Analisando de forma mais restritiva o preceito constitucional, Greco Filho (2005, pp. 17-8) conclui que a CF não autoriza a violação das demais formas de comunicação, senão a comunicação telefônica, entendendo pela inconstitucionalidade do Paragrafo Único do artigo 1º da Lei 9.296/90, mas essa posição é minoritária.
No contexto da disposição legal, conclui-se então que, para que a ordem judicial seja válida, legal, faz-se necessário que estejam presentes as exigências trazidas nos artigos 1º ao 5º, sob pena de nulidade do ato jurisdicional. Evidente que nas ordens enviadas às operadoras de telefonia não se deve informar todos os requisitos da lei, porém, alguns são imprescindíveis, visto que não afetam o sigilo das investigações, são eles:
i) A ordem deve emanar de Juiz competente e com jurisdição;
ii) O prazo para a interceptação não pode ser maior que 15 (quinze) dias, podendo haver prorrogação, e;
iii) Deve ser informado o número a ser interceptado (o número do investigado).
Ausente qualquer desses requisitos, a ordem tronar-se-á ilegal, pois afronta o direito constitucional de inviolabilidade dos sigilos, descrito no inciso XII do artigo 5º da CF. Mais absurdo ainda são as decisões que concedem senhas de acesso a agentes públicos, para eles próprios realizarem o juízo de valor e pertinência da interceptação, usurpando prerrogativa exclusiva do Poder Judiciário.

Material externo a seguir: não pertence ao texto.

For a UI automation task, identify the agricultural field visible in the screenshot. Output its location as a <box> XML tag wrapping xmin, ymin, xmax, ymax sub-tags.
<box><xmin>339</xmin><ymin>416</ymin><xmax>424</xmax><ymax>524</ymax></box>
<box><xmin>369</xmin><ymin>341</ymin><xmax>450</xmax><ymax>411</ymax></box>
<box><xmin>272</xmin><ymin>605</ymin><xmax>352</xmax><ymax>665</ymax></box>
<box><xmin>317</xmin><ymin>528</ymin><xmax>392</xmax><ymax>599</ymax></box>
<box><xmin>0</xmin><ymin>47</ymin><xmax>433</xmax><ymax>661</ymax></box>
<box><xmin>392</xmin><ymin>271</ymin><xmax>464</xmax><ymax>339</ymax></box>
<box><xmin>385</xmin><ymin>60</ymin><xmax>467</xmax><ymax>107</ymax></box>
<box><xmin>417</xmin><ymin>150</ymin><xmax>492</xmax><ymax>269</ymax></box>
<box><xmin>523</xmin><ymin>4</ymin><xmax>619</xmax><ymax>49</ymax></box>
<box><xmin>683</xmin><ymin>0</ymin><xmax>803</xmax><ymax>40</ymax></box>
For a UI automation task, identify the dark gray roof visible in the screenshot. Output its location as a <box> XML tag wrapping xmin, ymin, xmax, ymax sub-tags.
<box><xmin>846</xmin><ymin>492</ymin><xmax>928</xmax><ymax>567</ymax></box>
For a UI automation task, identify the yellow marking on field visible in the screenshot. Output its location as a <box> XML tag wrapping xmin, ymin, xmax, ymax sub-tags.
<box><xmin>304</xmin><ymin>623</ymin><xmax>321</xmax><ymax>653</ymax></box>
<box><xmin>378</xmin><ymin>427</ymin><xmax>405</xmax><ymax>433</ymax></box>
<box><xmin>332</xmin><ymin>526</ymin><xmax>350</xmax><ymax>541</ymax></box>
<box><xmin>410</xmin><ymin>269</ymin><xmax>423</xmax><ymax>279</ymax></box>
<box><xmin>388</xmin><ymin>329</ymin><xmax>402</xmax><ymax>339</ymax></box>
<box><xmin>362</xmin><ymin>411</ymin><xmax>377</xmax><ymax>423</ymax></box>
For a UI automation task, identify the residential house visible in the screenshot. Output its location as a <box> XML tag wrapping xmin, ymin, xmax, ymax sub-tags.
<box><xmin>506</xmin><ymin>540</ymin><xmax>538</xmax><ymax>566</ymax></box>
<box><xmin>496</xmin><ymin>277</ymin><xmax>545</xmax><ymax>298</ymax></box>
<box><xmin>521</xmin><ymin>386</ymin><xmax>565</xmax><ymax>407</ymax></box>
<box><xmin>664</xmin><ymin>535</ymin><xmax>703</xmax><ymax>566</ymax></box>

Seguindo esse raciocínio, sendo a ordem ilegal, estaria o Diretor da empresa autorizado a descumprir a ordem manifestada pela autoridade judiciária, vez que ausentes os requisitos legais e objetivos para a legalidade da medida. Ocorre que, por diversas vezes, agindo de forma arbitrária e desmedida, motivados por sentimento de superioridade, juízes e membros do Ministério Público não aceitavam as alegações das empresas quanto à ilegalidade da ordem, determinando seu imediato cumprimento, sob pena de ser, o responsável pelo cumprimento da ordem, processado pelo crime descrito no artigo 330 do Código Penal.

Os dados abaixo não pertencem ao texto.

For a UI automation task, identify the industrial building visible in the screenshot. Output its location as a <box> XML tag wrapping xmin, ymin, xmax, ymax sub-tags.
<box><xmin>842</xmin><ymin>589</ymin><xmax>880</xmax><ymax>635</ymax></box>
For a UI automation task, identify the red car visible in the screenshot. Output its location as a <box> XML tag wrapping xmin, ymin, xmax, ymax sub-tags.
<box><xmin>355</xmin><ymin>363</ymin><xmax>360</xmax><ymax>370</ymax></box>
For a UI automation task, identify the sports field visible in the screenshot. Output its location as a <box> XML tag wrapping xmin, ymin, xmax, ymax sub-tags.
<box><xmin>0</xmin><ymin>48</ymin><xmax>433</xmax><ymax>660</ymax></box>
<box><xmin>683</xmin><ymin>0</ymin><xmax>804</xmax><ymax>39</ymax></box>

O Egrégio Tribunal de Justiça do Paraná, apreciando casos análogos ao que nos propomos a explorar, assim se posicionou reiteradas vezes:
“HABEAS CORPUS PREVENTIVO – GERENTE JURÍDICA DE OPERADORA DE TELEFONIA – FORNECIMENTO DE SENHA A INSVESTIGADORES DE POLÍCIA – DETERMINAÇÃO JUDICIAL – NEGATIVA DE CUMPRIMENTO – AUSÊNCIA DE INDIVIDUALIZAÇÃO DO USUÁRIO – COLISÃO DE PRINCÍPIOS – SUPREMACIA DO INTERESSE PÚBLICO SOBRE O INTERESSE PRIVADO – RELATIVIZAÇÃO – PRINCÍPIO DA PROPORCIONALIDADE – GARANTIA CONSTITUCIONAL DA INVIOLABILIDADE DA INTIMIDADE E DO RESPEITO À VIDA PRIVADA – CONSTRANGIMENTO ILEGAL EVIDENCIADO – ORDEM CONCEDIDA, CONFIRMANDO-SE A LIMINAR ANTERIORMENTE DEFERIDA. 1 – É necessária a existência de uma ordem judicial prévia, específica, individualizada, bem como de justa causa, a fim de que seja possível a quebra de sigilo das informações telefônicas. 2 – Não basta ao magistrado deferir o acesso de um agente público a estas informações – mesmo tendo tal agente poder investigatório – de forma ampla e genérica, pois a quebra de sigilo só se justifica em casos onde se verifique a presença de suficientes indícios de autoria e materialidade. 3 – Se faz necessária a individualização do cliente que terá seu sigilo quebrado, bem como seja fundamentada a necessidade do acesso das informações cadastrais do cliente, bem como da localização do aparelho através da ERB’s. 4 – A quebra de sigilo de forma prévia, genérica e indeterminada é temerária, não havendo justa causa que motive seu deferimento, não podendo ser invocada simplesmente a supremacia do interesse público sobre o privado como fundamento da medida.” (TJPR – 2ª C. Criminal, HC 0475535-7 – Foro Central da Região Metropolitana de Curitiba – Rel. Designado: Desº. Carlos Augusto A de Mello – Maioria – J. 27/03/2008) (http://portal.tjpr.jus.br/web/guest)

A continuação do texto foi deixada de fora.